The other day I talked about the missed career opportunity of Ray Kroc, pointing out that instead of building a global food empire, he could have easily just become a consultant instead. Which we can now see may have been a blessing of sorts. In spite of the fact that a lot of motivational figures and successful business people preach a familiar gospel about the virtues of “selling to the masses”, there IS a likely downside to this pursuit. We can see it in the world all around us right now, and McDonald’s – although it embodied a lot of brilliantly innovative ideas and methods – can be held up more credibly as a culprit than as a shining beacon. If you decide to make your billions by producing something mass-produced, you might want to think about doing your grandchildren a favor, and try to take a few lessons from the last several decades. Part of true success is arguably creating a collective benefit from the product or service that you create to bring YOURSELF benefit. And the fact is, a great many of today’s success stories in business center on products that enhanced life in some way, and in the process provided jobs and (try not to wince) tax revenue that returned benefit to the collective good of society. So what’s so this big downside of mass production, as if you don’t already know?
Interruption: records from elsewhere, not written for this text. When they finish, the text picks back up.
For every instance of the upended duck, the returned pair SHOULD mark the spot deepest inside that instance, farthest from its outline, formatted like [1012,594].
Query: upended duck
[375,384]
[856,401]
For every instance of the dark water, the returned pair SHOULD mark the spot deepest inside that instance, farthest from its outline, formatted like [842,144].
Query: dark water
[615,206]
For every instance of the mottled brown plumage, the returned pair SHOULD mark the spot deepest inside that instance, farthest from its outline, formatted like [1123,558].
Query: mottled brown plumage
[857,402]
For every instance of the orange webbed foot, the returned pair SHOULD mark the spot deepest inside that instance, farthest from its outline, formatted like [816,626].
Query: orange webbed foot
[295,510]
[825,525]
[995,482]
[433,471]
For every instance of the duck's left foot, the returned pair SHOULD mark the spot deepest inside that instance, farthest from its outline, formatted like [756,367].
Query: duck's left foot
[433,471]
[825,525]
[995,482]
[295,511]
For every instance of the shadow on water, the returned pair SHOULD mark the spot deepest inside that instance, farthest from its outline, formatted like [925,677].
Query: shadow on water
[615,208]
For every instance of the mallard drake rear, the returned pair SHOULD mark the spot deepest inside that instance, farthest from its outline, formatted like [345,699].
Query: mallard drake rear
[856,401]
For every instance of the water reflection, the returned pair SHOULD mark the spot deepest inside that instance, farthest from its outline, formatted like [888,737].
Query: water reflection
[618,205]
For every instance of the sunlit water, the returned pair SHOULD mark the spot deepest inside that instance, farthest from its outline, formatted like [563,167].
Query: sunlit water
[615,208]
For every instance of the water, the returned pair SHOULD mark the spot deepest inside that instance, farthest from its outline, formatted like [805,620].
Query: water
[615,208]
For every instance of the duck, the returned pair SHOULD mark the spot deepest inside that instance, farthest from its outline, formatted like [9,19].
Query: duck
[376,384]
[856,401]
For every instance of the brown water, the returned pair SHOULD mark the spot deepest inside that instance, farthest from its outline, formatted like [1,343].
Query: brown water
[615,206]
Ethics 101 – The Forgotten Business Course
The problems of mass production often stem from the same process as the benefits. In the beginning, this may be a superficial complaint, as poignantly highlighted in the familiar Henry Ford quote “Any customer can have a car painted any color that he wants so long as it is black”. The obvious benefits of mass-production – reduced human error, a reduction in labor costs, and increased production – intrinsically create a few problems. One is the superficial kind just mentioned, the inability to tailor the product to a customer’s whims. But the greater problems are the result of either legitimate unintended consequences, like the detrimental health effects of eating McDonald’s highly-processed foods, the destruction of family farms by agribusiness, or the toxic wasteland that we’ve created through our hunger for more and more at a lower price, or another kind of more INTENTIONAL consequence. If the elements of the game are as simple as “create a product at the lowest possible price and sell it for the highest possible price”, someone, somewhere, is going to pay. And when the entity making those decisions is an amoral collection of guidelines designed solely to maximize profit to please stakeholders – the long term price is hardly worth the cash savings at the time of purchase. For companies like McDonald’s and their competitors to have food outlets all around the globe, and for two thirds of the world to have a cell phone, a lot of “someones” had to make the decisions to utilize nearly slave-like labor, to destructively mine rare minerals to create throw-away devices that return to the environment in massive toxic dumps, or to engineer food that is shippable and attractive but has no flavor and questionable nutritional value.
This Soapbox Makes Me Feel Pretty Tall!
So all I’m really saying here is that I think morality in business skipped a generation, and if you’re planning a global empire to deliver your widget, why not throw some basic forward thinking into the mix? While the iPad, for instance, is an amazing device, its artificially low price was made possible largely by sending jobs overseas, massively underpaying THOSE workers, and marketing it with a “sin of omission” lie, which was failing to tell the marketplace that it was a walled garden media platform. And if you’re a big Apple fan (I personally love their products) you may be shocked to learn that the company engages in virtually zero charitable donations. Is that really success? I don’t think so. Not if our grandkids can’t afford to pay their electric bill and recharge the thing because they spent all their money on potable water and health care.